Spirit Day 2012: Sports Leagues Join Celebrities, U.S. Landmarks In 'Going Purple' To Prevent Bullying

Players from all major professional sports leagues will be joining a number of Hollywood A-listers and even some prominent U.S. landmarks in "going purple" on Oct. 19, or "Spirit Day," in an effort to combat bullying.

A spokesman for the Gay and Lesbian Alliance Against Defamation (GLAAD) confirmed the news to HuffPost Gay Voices in an email, calling the move an "unprecedented show of support."

The participants -- which comprise the National Basketball Association (NBA), National Football League (NFL), National Hockey League (NHL), Major League Baseball (MLB), Major League Soccer (MLS) and NASCAR -- will send messages to bullied lesbian, gay, bisexual and transgender (LGBT) youth via Twitter and Facebook.

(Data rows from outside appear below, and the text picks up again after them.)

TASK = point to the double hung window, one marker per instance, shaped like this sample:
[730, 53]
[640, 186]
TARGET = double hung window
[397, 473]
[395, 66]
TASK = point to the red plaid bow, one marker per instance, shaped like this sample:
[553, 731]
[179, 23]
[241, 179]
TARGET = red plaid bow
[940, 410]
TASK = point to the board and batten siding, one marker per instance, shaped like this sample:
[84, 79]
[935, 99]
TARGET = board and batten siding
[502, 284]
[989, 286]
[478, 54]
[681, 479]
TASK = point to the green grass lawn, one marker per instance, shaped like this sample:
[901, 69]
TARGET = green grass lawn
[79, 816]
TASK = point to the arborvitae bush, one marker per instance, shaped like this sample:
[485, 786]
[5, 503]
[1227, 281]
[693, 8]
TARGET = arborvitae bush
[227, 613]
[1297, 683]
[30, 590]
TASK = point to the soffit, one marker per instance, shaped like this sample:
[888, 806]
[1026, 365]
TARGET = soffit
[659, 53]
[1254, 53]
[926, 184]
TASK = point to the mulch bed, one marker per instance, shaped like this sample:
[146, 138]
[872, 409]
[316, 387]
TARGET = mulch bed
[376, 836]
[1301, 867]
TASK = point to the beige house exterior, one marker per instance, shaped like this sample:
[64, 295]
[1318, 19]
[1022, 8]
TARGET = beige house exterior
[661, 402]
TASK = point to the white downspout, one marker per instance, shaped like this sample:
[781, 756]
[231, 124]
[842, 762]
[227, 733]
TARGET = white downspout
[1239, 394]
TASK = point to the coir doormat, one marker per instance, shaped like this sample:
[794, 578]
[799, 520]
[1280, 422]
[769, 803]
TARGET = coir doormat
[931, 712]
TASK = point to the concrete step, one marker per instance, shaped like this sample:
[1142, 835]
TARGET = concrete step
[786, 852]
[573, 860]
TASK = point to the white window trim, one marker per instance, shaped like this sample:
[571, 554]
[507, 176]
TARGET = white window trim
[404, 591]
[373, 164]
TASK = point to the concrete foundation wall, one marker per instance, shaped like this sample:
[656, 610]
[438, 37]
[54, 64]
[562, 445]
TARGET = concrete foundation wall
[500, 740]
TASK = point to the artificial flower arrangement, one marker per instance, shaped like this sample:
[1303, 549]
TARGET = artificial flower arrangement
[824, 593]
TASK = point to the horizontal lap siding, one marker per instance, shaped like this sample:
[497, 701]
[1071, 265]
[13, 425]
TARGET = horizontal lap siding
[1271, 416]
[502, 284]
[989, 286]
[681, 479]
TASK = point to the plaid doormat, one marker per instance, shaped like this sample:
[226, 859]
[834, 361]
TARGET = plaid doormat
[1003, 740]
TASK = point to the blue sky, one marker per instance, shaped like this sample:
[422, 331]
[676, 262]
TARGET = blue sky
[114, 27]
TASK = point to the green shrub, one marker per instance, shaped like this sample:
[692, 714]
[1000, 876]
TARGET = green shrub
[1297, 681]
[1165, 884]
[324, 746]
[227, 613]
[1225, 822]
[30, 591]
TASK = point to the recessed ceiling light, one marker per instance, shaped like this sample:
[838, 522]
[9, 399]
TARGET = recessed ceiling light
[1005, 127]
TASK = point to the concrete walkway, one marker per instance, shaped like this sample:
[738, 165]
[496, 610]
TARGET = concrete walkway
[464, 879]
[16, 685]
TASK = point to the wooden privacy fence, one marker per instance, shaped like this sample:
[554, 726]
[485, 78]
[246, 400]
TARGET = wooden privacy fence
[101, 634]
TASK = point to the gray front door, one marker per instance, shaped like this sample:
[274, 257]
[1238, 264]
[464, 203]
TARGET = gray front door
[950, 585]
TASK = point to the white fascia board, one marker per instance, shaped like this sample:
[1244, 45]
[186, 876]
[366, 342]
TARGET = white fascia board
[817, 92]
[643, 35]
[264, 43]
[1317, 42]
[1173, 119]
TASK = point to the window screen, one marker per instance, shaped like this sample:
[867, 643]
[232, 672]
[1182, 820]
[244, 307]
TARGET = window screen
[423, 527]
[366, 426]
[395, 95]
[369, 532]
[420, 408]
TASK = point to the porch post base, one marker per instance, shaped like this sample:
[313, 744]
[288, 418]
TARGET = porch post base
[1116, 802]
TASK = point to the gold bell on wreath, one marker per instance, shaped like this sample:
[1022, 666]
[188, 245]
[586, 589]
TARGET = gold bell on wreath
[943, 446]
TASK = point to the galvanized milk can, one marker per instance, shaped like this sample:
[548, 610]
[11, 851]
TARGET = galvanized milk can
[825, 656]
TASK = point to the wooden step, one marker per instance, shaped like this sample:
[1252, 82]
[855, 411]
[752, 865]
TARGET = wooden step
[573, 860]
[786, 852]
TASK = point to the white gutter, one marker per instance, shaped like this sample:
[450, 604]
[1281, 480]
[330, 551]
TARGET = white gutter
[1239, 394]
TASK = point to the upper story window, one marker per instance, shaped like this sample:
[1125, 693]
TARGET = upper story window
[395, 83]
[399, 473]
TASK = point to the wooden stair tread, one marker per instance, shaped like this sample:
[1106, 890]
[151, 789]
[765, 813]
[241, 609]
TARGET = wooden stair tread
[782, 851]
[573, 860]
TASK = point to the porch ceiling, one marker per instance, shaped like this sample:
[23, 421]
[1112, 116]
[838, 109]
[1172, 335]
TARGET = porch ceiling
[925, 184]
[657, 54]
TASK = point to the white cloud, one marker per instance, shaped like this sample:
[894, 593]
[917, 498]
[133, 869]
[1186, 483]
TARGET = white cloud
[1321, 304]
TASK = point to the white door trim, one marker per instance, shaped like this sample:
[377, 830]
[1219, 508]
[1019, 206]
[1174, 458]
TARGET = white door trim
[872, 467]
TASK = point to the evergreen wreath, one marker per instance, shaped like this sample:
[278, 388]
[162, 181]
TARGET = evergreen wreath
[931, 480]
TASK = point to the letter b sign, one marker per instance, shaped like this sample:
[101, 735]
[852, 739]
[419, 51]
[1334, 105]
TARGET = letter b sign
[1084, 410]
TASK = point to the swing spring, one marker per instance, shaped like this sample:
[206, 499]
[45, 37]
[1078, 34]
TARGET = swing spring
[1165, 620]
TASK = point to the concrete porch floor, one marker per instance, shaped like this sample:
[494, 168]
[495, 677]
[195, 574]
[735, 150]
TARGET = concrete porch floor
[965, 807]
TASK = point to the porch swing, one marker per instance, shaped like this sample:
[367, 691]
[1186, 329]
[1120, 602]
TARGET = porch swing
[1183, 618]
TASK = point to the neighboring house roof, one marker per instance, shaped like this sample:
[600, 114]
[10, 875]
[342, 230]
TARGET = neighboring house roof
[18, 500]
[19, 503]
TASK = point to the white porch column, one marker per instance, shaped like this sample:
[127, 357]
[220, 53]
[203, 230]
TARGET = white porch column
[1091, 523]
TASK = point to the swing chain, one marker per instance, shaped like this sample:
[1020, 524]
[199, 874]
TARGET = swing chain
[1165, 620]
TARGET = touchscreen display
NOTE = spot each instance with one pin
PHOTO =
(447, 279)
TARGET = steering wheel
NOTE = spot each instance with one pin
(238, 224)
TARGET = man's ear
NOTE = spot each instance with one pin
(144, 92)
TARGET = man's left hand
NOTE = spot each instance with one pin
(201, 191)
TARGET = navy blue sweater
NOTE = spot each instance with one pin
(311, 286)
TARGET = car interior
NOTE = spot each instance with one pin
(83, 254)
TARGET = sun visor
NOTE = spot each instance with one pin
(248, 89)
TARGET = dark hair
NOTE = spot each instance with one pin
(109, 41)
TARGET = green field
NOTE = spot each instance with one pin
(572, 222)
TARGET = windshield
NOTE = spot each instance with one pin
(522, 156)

Reba McEntire, Ricky Martin, Paris Hilton and rock group fun. are just a few of the many high-profile celebrities who've similarly pledged to wear purple for Spirit Day, while the iconic "Welcome to Fabulous Las Vegas" sign, North Carolina's Duke Energy Tower, the New York Stock Exchange and Thomson Reuters' Times Square Screen will also be lit in a violet hue to honor the occasion.

In addition, HuffPost Gay Voices will also appear purple for the day.

"From sports leagues to faith institutions to national monuments, schools and celebrities, millions of Americans will unite this week in an unprecedented show of support for LGBT youth and in a stand against bullying,” GLAAD President Herndon Graddick said in the statement. “At a time when eight out of 10 LGBT youth report being harassed at school, it’s now more important than ever that we let every young person know that it’s okay to be who you are."

In a blog for HuffPost Gay Voices, viral video sensation turned prominent LGBT rights advocate Zach Wahls wrote, "The simple act of wearing or displaying the color purple on Spirit Day shows LGBTQ victims of bullying that they are not alone, no matter how their bullies try to make them feel. Without allies, acts of bullying can leave victims feeling excluded from society. Without allies, bullying victims are often left feeling stranded. But with allies, there is comfort."

Meanwhile, Katy Butler, the 17 year-old who earlier this year got the MPAA to change the rating of the film "Bully," has also launched a GLAAD-supported petition for President Barack Obama and Republican presidential candidate Mitt Romney to wear purple.